What, exactly, is this sort of freedom that manifests itself in such childish, petty ways? Why is it so important to establish one’s autonomy through minor deceptions, just so that one can go smoke cigarettes down by the fjord? It turns out that marriage isn’t the real culprit. What these characters want, more than anything, is to be free of all obligations, to be owed nothing and owe nothing in return.
It’s no coincidence that friendship is almost completely missing from these stories. The closest thing any protagonist has to a friend is described as “a man my own age who lives in the area, with whom I have a somewhat forced relationship, because he once saved my life.” This same character explains to his sister that he has no girlfriend because “I prefer women who don’t make any demands of me, but who give, take, and go.” In “The Unseen,” Bernhard is shown contentedly allowing his sister and her fiancé to carry on a conversation without him: “It had grown darker, their faces weren’t completely distinct, he felt almost unseen. Almost free.”
So it’s appropriate that so many of these stories are about family visits and homecomings: the homecoming is the time when one’s current self is weighed against old expectations and aspirations, when weddings and funerals shake up or reify the accepted family dynamics.
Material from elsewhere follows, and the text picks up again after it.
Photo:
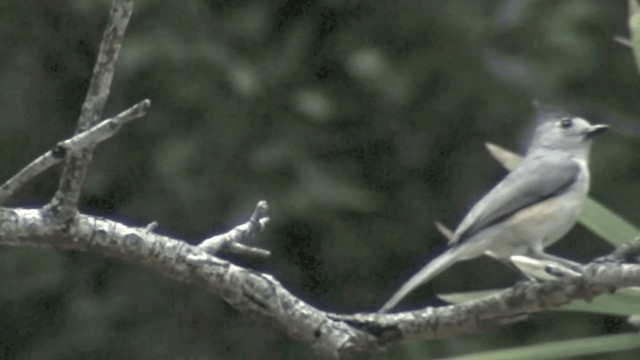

Longtime conflicts, neglected or forgotten, seethe and push against expectations of civility. In an environment of increased pressure, it’s hard not to dream of escape.
But Askildsen’s stories don’t ever build to a level of tragic, operatic family collapse. The conclusions are anticlimactic, the conflict is rarely resolved. There is generally a return, or a resignation. There is an uneasy acceptance of the fact that one is trapped in the same situation as before. “The Grasshopper,” a story of admirable subtlety and palpable sadness, ends with the husband finding his wife–with whom he has of course had some quarrel–alone and afraid in their bedroom. “I thought you had gone, she said. Where would I have gone, he said.”
Where would I have gone?
Is this question meant to illustrate his entrapment? Where would I have gone: there’s nowhere else I can go. Or is it an expression of preference?
Askildsen’s Selected Stories present a world in which one can never truly escape from one’s obligations. There is one character who gets close. His wife is dead and he is ambivalent; he speaks with her father and feels “something approaching satisfaction thinking about how, now that Helen was dead, he was no longer my father-in-law, and Helen’s sisters were no longer my in-laws either.” In all this loss of ties he seems to lose his humanity as well. Contemplating life alone on a large, empty estate, he closes his eyes and sees “that great deserted landscape, that’s painful to see, it’s far too big, and far too desolate, and in a way it’s both within me and around me.” There’s only one place we’re certain to be freed from our debt: the grave.
We walk a line, always, between obligation and isolation. Can you make peace with what you owe to your partner? What do you mean when you tell her, where else would I have gone?
— Adam Segal
Adam Segal is a writer and culinary professional in Portland, Oregon. He graduated from the University of Iowa some time ago, and has since interned for Graywolf Press and contributed extensively to Whole Beast Rag magazine, among myriad other adventures.